You will be placed into Vim with a copy of the report in front of you. If all the changes were good, then just type :wq and after entering your local key, the database will be updated. If there are files which you still want to be warned about, remove the ‘x’ before the filename in the report and type :wq.

Changing the Policy File

If you are unhappy with your policy file and would like to modify it or use a new one, modify the policy file and then execute the following commands as the root user:

twadmin --create-polfile /etc/tripwire/twpol.txt &&
tripwire --init

Contents

Installed Programs: siggen, tripwire, twadmin, and twprint

Installed Libraries: None

Installed Directories: /etc/tripwire, /var/lib/tripwire, and /usr/share/doc/tripwire-2.4.3.7

Short Descriptions

siggen is a signature gathering utility that displays the hash function values for the specified files

tripwire is the main file integrity checking program

twadmin administrative and utility tool used to perform certain administrative functions related to Tripwire files and configuration options

twprint prints Tripwire database and report files in clear text format.

4.27 volume_key-0.3.12

Introduction to volume_key

The volume_key package provides a library for manipulating storage volume encryption keys and storing them separately from volumes to handle forgotten passphrases.

This package is known to build and work properly using an LFS 11.3 platform.

Package Information

volume_key Dependencies

Required

cryptsetup-2.4.3, GLib-2.74.5, GnuPG-2.4.0, GPGME-1.18.0, and nss-3.88.1

SWIG-4.1.1

User Notes: https://wiki.linuxfromscratch.org/blfs/wiki/volume_key

Installation of volume_key

Note

This package expands to the directory volume_key-volume_key-0.3.12.

Tell the building system how to locate GPGME and GnuPG correctly:

sed -e '/AM_PATH_GPGME/iAM_PATH_GPG_ERROR' \
    -e 's/gpg2/gpg/' -i configure.ac

Install volume_key by running the following commands:

autoreconf -fiv              &&
./configure --prefix=/usr    \
            --without-python &&
make

To test the results, issue: make check.

Now, as the root user:

make install

Command Explanations

--without-python: This parameter prevents building the Python 2 bindings, if Python-2.7.18 is installed.

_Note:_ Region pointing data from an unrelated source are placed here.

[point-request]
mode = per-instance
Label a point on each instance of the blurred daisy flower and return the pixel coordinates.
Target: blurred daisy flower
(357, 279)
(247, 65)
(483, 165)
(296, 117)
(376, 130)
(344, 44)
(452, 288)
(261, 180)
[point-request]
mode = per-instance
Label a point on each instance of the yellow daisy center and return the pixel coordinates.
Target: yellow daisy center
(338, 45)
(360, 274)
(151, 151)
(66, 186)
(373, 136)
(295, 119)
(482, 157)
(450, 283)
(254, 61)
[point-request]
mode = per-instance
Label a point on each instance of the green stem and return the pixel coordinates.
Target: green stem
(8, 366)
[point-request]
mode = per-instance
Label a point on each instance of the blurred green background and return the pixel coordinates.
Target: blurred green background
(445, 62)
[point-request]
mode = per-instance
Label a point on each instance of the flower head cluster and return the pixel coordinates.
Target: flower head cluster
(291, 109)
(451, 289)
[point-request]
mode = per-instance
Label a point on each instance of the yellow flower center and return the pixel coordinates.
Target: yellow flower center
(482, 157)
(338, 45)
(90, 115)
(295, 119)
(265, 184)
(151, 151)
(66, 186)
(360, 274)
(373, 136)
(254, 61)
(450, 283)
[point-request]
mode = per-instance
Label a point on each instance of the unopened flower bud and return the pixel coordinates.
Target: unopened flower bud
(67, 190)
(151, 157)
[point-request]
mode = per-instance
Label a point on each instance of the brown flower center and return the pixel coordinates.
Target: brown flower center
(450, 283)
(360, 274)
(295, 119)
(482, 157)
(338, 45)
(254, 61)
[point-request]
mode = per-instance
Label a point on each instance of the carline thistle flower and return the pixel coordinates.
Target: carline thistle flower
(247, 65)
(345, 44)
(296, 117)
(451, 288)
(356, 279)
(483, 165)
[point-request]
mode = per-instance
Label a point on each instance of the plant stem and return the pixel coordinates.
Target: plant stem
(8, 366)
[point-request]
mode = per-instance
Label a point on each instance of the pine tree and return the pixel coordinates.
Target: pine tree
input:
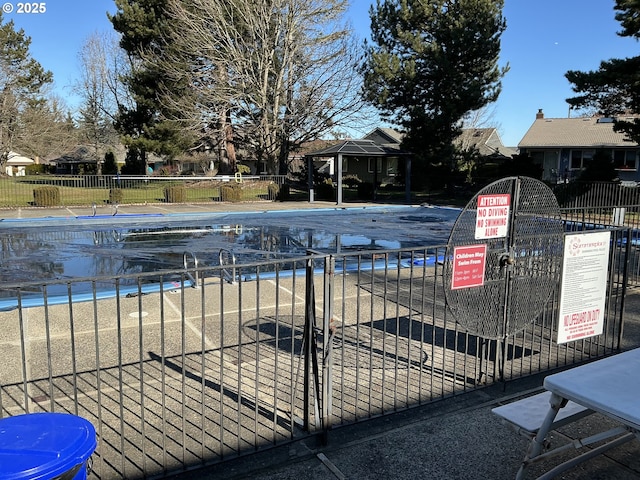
(145, 129)
(21, 82)
(614, 88)
(431, 63)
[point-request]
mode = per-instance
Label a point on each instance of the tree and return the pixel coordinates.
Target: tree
(432, 62)
(22, 80)
(614, 88)
(44, 128)
(145, 129)
(99, 87)
(267, 75)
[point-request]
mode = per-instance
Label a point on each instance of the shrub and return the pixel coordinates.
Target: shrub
(231, 193)
(284, 193)
(175, 194)
(116, 195)
(47, 196)
(273, 190)
(36, 169)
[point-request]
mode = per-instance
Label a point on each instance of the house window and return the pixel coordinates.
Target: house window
(377, 162)
(624, 159)
(580, 158)
(392, 167)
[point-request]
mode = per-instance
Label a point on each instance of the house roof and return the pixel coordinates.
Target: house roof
(15, 159)
(573, 132)
(356, 148)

--without-python3: Use this option if you do not want to build the Python 3 bindings. In this case, SWIG-4.1.1 is not needed.

Contents

Installed Program: volume_key

Installed Library: libvolume_key.so

Installed Directory: /usr/include/volume_key

Short Descriptions

volume_key manages encrypted volume keys and passphrases

volume_key.so contains API functions for managing encrypted volume keys.